Analyzing Challenges and Opportunities:

The traditional mindset of established market players often revolves around verticals and industry silos. This approach limits their ability to think outside their industry logic and innovate in new domains. In contrast, "inductive innovation" encourages organizations to understand users jobs to be done, enabling them to break free from industry boundaries or technologies and disrupt markets. By addressing non- or low-user markets, organizations can expand the potential boundaries of the market and provide user-friendly, accessible solutions.


Established market players may argue that users do not know what they want and that their preferences are dependent on the technologies and products offered by established companies.

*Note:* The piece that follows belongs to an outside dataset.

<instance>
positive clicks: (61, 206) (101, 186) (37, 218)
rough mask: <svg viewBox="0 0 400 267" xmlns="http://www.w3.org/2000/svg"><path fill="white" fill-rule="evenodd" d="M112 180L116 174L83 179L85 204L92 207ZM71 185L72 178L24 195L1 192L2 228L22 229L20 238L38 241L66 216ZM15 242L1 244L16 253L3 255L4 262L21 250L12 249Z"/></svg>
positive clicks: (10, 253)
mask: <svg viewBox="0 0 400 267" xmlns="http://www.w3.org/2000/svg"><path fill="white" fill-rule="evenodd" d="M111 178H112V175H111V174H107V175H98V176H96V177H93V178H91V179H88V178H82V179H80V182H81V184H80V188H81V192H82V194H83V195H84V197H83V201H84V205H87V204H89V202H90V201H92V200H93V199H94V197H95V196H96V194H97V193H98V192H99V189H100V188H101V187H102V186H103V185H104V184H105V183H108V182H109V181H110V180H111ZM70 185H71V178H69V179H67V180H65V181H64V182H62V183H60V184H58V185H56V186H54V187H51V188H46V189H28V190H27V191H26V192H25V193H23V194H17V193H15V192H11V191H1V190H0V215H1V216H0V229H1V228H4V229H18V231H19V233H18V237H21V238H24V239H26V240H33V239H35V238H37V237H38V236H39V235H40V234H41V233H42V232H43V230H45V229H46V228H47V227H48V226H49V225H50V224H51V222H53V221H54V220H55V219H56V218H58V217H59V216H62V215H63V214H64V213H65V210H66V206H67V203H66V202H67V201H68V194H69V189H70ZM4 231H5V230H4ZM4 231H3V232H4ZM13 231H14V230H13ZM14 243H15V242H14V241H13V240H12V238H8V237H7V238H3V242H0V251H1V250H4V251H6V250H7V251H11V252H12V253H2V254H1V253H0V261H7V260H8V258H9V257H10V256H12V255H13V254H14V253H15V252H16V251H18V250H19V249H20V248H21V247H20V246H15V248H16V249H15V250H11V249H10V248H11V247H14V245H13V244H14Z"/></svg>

However, "inductive innovation" challenges this perspective by recognizing that users are actively seeking solutions to fulfill their needs. Users may not want specific products; instead, they are actively pulling or pushing solutions into their lives to get their jobs done. By understanding the underlying motivations and aspirations of users, organizations can develop solutions that resonate with their needs and preferences. Moreover, the argument that established companies have a better understanding of market dynamics and user preferences can be addressed by acknowledging that their expertise lies in serving existing markets. However, by solely focusing on these markets, they may overlook the vast potential of untapped markets where users needs remain unaddressed. "Inductive innovation" prompts organizations to explore new market segments and address the jobs to be done that users are actively seeking solutions for, leading to untapped growth opportunities.


"Inductive Innovation" represents a powerful approach to innovation that focuses on understanding users needs and aspirations. By addressing the large underserved market, organizations can tap into opportunities that existing players overlook. Real-world examples such as Apple, Uber, Netflix, GetYourGuide, and Wefox highlight the effectiveness of "inductive innovation" in creating user-centered solutions. To drive innovation based on emerging needs, organizations must shift their mindset from adding more features to understanding users real-world jobs to be done. By embracing "inductive innovation", organizations can break free from industry boundaries, disrupt markets, and create better solutions that cater to users unmet needs. By addressing non- or low-user markets, organizations have the opportunity to expand the boundaries of the market, provide user-friendly access, and tap into new avenues of growth. Ultimately, "inductive innovation" empowers organizations to create transformative solutions that align with users desires, aspirations, and struggles. By placing users at the heart of the innovation process, organizations can unlock new possibilities, challenge their own status quo, and drive sustainable growth in an increasingly competitive landscape. The ability to identify and address the large underserved market opens up vast potential for organizations to thrive and make a significant impact by fulfilling users unmet needs and solving real-world problems. By shifting the focus from technology-driven innovation to "inductive innovation", organizations can pave the way for meaningful, user-centered solutions that truly make a difference.